The temporal regularization is controlled by a sampling temperature that modulates how sharply positive pair selection falls off with temporal distance, allowing the model to capture both fast-changing events (such as mitotic entry) and slow dynamics (such as progressive infection). On held-out benchmarks, DynaCLR achieves F1 scores exceeding 0.98 for cell cycle state and infection state classification, substantially outperforming baselines without temporal regularization. The time-aware sampling strategy is shown to improve embedding smoothness and dynamic range along biological trajectories compared to frame-level contrastive sampling. The model also demonstrates effective cross-modal alignment between fluorescence and label-free imaging, enabling label-free classification of biological states originally distinguished only by fluorescent markers. Code for model training, inference, and a napari visualization plugin are available via the mehta-lab/viscy GitHub repository and the czbiohub-sf/napari-iohub plugin.
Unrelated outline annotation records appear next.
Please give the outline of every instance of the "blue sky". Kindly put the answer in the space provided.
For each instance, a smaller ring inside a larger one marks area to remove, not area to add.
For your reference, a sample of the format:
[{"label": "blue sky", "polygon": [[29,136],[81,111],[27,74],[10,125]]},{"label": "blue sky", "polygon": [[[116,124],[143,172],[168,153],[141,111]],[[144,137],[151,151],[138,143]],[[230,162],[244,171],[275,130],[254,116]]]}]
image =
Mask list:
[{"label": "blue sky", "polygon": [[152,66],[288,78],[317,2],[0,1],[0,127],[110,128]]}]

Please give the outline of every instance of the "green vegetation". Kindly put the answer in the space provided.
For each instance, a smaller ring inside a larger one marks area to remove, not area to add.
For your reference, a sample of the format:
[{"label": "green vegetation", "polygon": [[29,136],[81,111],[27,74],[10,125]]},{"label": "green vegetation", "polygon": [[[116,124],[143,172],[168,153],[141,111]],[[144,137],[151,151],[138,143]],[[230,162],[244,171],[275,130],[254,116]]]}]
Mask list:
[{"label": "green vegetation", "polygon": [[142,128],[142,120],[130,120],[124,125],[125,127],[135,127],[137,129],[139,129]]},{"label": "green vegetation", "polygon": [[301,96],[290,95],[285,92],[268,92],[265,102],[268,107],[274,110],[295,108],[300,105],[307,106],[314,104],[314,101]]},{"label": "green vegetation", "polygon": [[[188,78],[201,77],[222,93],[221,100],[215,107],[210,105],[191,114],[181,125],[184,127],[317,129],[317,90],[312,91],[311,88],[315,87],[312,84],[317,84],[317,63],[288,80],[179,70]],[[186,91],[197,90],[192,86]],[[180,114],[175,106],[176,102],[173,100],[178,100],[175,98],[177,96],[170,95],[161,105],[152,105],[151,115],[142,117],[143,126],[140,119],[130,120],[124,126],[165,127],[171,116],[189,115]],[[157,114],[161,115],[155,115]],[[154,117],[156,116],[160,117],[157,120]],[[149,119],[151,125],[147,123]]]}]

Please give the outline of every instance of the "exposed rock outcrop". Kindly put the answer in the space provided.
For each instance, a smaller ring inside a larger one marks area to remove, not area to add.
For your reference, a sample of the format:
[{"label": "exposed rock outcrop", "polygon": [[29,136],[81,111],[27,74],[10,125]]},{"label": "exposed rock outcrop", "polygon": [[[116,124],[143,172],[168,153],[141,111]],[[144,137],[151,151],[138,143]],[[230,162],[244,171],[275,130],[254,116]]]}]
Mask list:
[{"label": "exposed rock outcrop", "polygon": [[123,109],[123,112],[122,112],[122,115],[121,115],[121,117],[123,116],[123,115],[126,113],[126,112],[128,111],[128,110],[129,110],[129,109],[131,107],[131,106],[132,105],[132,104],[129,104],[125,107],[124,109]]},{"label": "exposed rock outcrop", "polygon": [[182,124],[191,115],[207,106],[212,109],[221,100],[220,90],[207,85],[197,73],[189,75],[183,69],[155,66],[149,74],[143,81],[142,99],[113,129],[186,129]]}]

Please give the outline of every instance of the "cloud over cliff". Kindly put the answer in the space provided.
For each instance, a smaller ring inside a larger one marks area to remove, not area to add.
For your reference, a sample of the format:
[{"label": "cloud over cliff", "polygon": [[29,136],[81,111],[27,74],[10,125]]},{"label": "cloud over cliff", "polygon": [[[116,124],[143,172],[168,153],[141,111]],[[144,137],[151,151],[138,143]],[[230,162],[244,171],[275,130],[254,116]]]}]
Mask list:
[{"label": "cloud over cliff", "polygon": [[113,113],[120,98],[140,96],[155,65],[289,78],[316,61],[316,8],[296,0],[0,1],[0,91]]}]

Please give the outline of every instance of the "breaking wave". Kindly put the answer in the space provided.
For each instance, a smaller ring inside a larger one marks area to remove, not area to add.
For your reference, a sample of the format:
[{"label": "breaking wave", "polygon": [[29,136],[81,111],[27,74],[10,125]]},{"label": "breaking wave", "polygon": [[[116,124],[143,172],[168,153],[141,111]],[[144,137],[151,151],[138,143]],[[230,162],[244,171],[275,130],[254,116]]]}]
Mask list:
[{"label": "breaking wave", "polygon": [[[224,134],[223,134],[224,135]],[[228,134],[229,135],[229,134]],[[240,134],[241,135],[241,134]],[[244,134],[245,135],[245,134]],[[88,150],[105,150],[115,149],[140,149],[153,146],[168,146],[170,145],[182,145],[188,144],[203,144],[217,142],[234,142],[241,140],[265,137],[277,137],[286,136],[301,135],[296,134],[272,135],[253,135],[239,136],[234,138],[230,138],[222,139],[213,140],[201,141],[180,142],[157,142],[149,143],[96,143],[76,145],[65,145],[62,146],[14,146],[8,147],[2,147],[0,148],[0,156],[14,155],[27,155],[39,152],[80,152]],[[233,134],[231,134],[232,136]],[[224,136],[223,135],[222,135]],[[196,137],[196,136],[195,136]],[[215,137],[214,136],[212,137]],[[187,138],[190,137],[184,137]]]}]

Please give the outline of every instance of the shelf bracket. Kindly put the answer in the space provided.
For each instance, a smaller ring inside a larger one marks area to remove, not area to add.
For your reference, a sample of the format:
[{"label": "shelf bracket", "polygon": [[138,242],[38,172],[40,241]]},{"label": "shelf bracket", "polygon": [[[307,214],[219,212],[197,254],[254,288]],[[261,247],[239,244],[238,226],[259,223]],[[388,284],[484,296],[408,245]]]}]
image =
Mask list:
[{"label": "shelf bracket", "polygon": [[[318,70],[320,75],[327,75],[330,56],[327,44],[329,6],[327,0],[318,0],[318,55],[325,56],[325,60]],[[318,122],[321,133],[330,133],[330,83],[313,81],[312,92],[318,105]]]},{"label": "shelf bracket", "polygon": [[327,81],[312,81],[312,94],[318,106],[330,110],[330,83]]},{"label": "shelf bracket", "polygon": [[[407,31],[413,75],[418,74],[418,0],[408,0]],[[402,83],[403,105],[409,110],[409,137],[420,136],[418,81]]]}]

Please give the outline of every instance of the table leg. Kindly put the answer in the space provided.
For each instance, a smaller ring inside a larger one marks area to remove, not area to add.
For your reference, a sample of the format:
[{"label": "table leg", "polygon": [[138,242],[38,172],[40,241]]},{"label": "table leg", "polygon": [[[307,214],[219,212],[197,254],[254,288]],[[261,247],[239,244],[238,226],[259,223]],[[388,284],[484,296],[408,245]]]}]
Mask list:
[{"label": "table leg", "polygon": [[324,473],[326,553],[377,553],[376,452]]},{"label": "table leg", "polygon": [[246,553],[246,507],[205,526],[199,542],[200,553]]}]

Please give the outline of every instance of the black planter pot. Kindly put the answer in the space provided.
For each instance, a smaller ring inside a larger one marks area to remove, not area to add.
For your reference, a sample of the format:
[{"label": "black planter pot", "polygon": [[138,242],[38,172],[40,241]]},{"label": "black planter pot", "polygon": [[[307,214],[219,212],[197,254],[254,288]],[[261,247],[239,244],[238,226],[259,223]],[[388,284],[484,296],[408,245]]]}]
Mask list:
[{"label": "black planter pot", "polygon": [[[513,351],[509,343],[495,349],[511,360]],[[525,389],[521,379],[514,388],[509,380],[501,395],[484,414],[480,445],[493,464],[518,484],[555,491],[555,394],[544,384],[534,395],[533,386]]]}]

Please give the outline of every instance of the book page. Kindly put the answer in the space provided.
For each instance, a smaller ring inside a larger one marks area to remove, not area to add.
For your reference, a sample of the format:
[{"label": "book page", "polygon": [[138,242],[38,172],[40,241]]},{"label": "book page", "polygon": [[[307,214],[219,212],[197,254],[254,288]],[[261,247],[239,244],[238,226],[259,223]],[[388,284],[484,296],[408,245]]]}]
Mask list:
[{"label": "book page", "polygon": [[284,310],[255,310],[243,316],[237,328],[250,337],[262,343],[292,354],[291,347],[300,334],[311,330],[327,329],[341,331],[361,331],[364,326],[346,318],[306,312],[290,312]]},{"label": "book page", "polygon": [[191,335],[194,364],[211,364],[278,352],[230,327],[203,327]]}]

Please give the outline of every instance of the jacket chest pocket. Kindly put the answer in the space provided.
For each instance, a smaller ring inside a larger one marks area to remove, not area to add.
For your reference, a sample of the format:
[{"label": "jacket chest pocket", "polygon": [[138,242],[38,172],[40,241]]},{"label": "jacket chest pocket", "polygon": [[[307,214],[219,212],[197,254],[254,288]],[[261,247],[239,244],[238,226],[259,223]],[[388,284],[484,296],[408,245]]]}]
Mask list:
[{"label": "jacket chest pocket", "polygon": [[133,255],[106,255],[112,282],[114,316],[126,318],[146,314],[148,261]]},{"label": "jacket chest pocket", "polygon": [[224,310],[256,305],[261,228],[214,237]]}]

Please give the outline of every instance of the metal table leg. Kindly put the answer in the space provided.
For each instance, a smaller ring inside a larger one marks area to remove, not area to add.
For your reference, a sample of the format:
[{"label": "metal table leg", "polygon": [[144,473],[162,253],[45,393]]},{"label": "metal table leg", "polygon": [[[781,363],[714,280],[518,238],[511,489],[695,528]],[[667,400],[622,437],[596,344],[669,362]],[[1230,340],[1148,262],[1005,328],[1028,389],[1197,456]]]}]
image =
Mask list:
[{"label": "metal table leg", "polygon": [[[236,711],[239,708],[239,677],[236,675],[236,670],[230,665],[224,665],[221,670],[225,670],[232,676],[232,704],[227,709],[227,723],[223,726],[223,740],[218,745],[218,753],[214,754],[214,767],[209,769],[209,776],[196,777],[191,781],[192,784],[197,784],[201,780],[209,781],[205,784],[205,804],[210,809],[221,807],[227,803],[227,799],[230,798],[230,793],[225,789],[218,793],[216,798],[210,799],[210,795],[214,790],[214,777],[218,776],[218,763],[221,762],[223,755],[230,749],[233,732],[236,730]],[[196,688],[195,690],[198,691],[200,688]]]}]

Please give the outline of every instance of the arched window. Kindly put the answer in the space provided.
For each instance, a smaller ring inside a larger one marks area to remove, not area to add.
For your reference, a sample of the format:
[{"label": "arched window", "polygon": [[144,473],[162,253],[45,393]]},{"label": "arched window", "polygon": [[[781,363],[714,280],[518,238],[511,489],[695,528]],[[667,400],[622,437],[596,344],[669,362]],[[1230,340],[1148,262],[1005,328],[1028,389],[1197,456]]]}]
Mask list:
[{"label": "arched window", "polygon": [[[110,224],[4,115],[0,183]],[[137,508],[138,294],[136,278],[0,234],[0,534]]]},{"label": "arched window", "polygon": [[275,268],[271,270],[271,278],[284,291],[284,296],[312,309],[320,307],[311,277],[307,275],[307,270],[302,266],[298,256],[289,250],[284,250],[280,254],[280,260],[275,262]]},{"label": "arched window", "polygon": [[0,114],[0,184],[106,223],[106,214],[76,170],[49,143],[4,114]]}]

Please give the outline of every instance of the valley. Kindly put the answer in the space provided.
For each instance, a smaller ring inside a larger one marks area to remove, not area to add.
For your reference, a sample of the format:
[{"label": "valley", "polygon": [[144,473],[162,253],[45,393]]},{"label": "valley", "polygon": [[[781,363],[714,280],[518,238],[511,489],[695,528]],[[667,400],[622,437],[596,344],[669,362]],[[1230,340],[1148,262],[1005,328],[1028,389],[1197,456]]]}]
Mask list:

DynaCLR is designed for researchers working with time-lapse fluorescence or label-free microscopy datasets in which labeling every frame is impractical. Primary use cases include classifying cell cycle stages and infection progression in high-throughput perturbation screens, clustering heterogeneous migration phenotypes in wound healing or chemotaxis assays, and aligning asynchronous cellular responses across replicate experiments or broken cell tracks. The cross-modal distillation capability is particularly useful in experimental contexts where fluorescent labels are transient, phototoxic, or incompatible with long-term imaging — allowing the model to learn biologically meaningful representations from label-free data supervised by co-acquired fluorescent channels. The napari integration and sparse-annotation classifier training pipeline make DynaCLR accessible to biologists without deep machine learning expertise.
DynaCLR advances the practice of self-supervised learning in live-cell imaging by explicitly incorporating the temporal structure of cell dynamics into the representation learning objective. The strong generalization to out-of-distribution imaging systems suggests that the learned representations capture genuine biological variation rather than instrument-specific artifacts, which is a persistent challenge in microscopy-based machine learning. The model's inclusion in CZI's Virtual Cells Platform reflects its positioning as a component of a broader computational infrastructure for virtual cell modeling. A current limitation is that the approach requires reliable cell tracking as a prerequisite — track fragmentation or tracking errors can corrupt the temporal pair construction. Extension to three-dimensional volumetric time-lapse data and to additional perturbation modalities beyond infection are natural directions for future development.